Ischemic stroke is a leading cause of death worldwide. A key secondary cell death mechanism mediating neurological damage following the initial episode of ischemic stroke is the upregulation of endogenous neuroinflammatory processes to levels that destroy hypoxic tissue local to the area of insult, induce apoptosis, and initiate a feedback loop of inflammatory cascades that can expand the region of damage. Stem cell therapy has emerged as an experimental treatment for stroke, and accumulating evidence supports the therapeutic efficacy of stem cells to abrogate stroke-induced inflammation. In this review, we investigate clinically relevant stem cell types, such as hematopoietic stem cells (HSCs), mesenchymal stem cells (MSCs), endothelial progenitor cells (EPCs), very small embryonic-like stem cells (VSELs), neural stem cells (NSCs), extraembryonic stem cells, adipose tissue-derived stem cells, breast milk-derived stem cells, menstrual blood-derived stem cells, dental tissue-derived stem cells, induced pluripotent stem cells (iPSCs), teratocarcinoma-derived Ntera2/D1 neuron-like cells (NT2N), c-mycER(TAM) modified NSCs (CTX0E03), and notch-transfected mesenchymal stromal cells (SB623), comparing their potential efficacy to sequester stroke-induced neuroinflammation and their feasibility as translational clinical cell sources. To this end, we highlight that MSCs, with a proven track record of safety and efficacy as a transplantable cell for hematologic diseases, stand as an attractive cell type that confers superior anti-inflammatory effects in stroke both in vitro and in vivo. That stem cells can mount a robust anti-inflammatory action against stroke complements the regenerative processes of cell replacement and neurotrophic factor secretion conventionally ascribed to cell-based therapy in neurological disorders.

Keywords: Apoptosis; Cell death; Cell transplantation; Chronic inflammation; Secondary injury.

Conflict of interest statement

The authors have declared that no conflict of interest exists.

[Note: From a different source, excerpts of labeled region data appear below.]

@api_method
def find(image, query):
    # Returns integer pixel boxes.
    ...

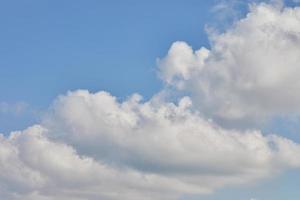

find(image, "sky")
[0,0,300,200]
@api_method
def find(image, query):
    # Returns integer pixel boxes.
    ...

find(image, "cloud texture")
[0,1,300,200]
[159,3,300,124]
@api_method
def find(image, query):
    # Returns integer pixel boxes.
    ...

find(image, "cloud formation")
[0,1,300,200]
[0,90,300,200]
[159,3,300,124]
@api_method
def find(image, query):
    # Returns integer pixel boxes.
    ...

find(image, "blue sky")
[0,0,300,200]
[0,0,214,132]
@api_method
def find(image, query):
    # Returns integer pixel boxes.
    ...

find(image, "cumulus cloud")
[0,90,300,200]
[159,3,300,124]
[0,0,300,200]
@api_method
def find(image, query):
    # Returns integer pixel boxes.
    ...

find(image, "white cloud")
[0,91,300,200]
[0,1,300,200]
[159,3,300,124]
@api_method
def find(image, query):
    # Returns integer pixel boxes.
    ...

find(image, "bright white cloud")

Copyright © 2017 The Authors. Published by Elsevier Ltd.. All rights reserved.

Figures

Figure 1

A visualization of currently available stem cell types, their source tissues, and potency. An artist’s rendering of each of the cell types discussed in this paper is presented along with information denoting its tissues sources and the potential of the cell to differentiate into mature cell lines.

Figure 2

Modeling the optimal lab-to-clinic translational process. A visualization of the translational process as recommended by the STEPS guidelines, with preclinical research directing and informing clinical studies. [Adapated from Diamandis and Borlongan 2015.]